GM speaks for itself, that whole thing is a disaster, it needs to be bankrupted, have the pensions modified. Until that happens I will walk before I buy anything from them, or any other company that is being strangled by a union. I boycott companies run by unions any time I have a choice.

Wheat, I don't have any buy signals there so I don't know what to say about that. It is the weakest grain, I would do my buys in the stronger ones. I don't like chasing gaps in general, but when I have signals I tend to try and buy a small pullback when a gap occurs and sometimes I miss the trades.

Anonymous said...

Been following your blog for a while.

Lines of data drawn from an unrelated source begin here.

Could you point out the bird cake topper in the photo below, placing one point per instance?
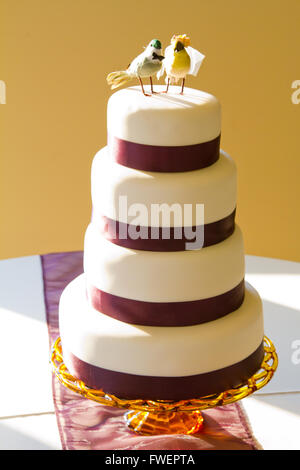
(180, 60)
(145, 65)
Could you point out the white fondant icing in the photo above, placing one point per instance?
(164, 119)
(214, 186)
(158, 351)
(163, 276)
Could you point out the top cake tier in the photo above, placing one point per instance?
(164, 132)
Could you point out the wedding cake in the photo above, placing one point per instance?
(162, 310)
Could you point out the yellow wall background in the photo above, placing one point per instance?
(54, 57)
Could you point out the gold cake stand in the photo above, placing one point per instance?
(149, 417)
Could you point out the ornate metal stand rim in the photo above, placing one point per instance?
(256, 382)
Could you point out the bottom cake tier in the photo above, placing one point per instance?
(152, 362)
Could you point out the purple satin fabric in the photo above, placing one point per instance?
(86, 425)
(213, 233)
(164, 158)
(186, 313)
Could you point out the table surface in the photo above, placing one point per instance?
(27, 417)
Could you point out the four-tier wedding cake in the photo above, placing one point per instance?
(162, 310)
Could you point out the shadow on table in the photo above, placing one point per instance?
(12, 439)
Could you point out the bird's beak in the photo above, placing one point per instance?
(179, 46)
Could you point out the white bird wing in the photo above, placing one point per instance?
(136, 63)
(196, 60)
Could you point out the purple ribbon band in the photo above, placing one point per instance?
(164, 158)
(185, 313)
(119, 233)
(165, 388)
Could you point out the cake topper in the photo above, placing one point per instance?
(180, 60)
(145, 65)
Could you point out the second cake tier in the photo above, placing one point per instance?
(164, 288)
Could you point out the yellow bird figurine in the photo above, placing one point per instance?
(180, 60)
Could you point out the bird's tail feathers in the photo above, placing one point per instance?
(116, 79)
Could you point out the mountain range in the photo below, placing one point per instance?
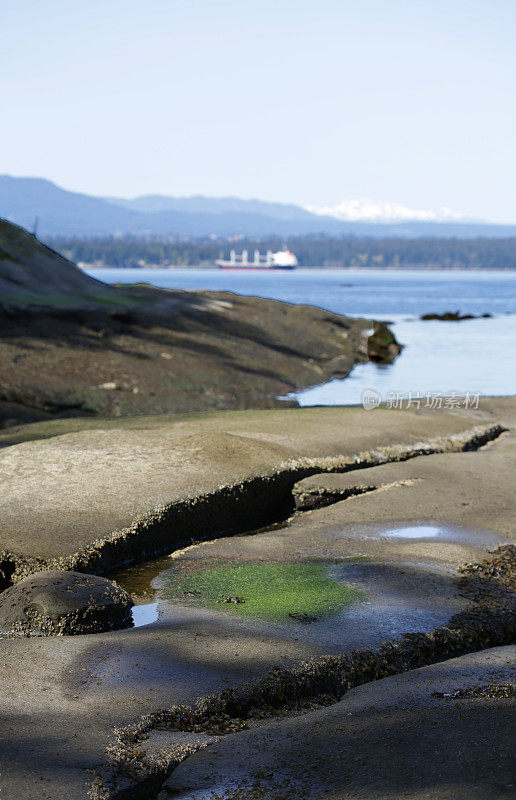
(31, 202)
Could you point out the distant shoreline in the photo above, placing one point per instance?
(210, 267)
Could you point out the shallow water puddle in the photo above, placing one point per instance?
(144, 614)
(142, 582)
(414, 532)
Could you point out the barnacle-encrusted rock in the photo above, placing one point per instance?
(62, 603)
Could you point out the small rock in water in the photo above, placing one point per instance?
(236, 600)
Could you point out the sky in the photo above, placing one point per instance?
(305, 101)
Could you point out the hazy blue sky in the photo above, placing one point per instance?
(310, 101)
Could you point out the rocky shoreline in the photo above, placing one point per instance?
(141, 707)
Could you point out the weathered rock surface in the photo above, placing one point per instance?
(401, 737)
(61, 603)
(90, 478)
(62, 697)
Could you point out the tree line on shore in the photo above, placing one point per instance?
(372, 253)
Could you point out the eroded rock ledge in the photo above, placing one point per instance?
(489, 622)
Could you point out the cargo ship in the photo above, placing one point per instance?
(283, 259)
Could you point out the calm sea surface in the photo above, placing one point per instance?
(471, 356)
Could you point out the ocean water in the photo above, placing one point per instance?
(473, 357)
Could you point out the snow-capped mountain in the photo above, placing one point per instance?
(370, 211)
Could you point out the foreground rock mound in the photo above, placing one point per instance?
(60, 603)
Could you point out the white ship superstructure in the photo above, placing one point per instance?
(283, 259)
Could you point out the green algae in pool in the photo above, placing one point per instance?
(268, 591)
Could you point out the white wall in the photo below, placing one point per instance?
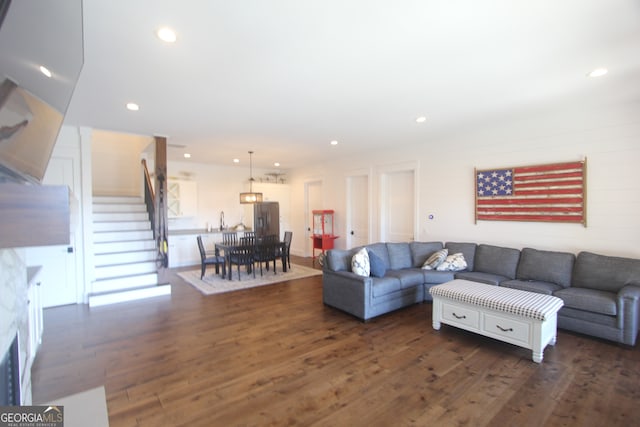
(116, 163)
(219, 189)
(607, 138)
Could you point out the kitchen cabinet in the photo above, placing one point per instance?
(182, 198)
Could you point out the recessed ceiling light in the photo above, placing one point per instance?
(598, 72)
(44, 70)
(167, 35)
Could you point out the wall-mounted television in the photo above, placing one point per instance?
(35, 34)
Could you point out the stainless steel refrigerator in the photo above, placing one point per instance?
(266, 219)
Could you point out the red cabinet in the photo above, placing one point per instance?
(323, 237)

Great stuff, keep it up. I had a question regarding futures contract rollovers. If the current futures contract being actively traded is the December 2012 one (for example), then do you only study the prices of the December contract? Do you take into consideration the prices of the March 2013 contract? I was recently looking at Corn and have had success shorting the July 2012 contract. Looking at the July 2012 contract, it looks weak to me and if it didn't expire I'd believe that corn would be in for a big slide over the next year or so. But now that the new active contract is December 2012, I don't feel the same way. In fact December 2012 looks a lot stronger than July 2012 to the point that I don't feel that bearish about it. I would love to hear your thoughts on the issue of contract rollovers.

Thank you.

Anonymous said...

Short jpy again ?

Chris Johnston said...

I use the continous contracts which back adjust prices, with genesis that is the -067's I don't know what data feed you use but there should be a continuous contract option with all of them.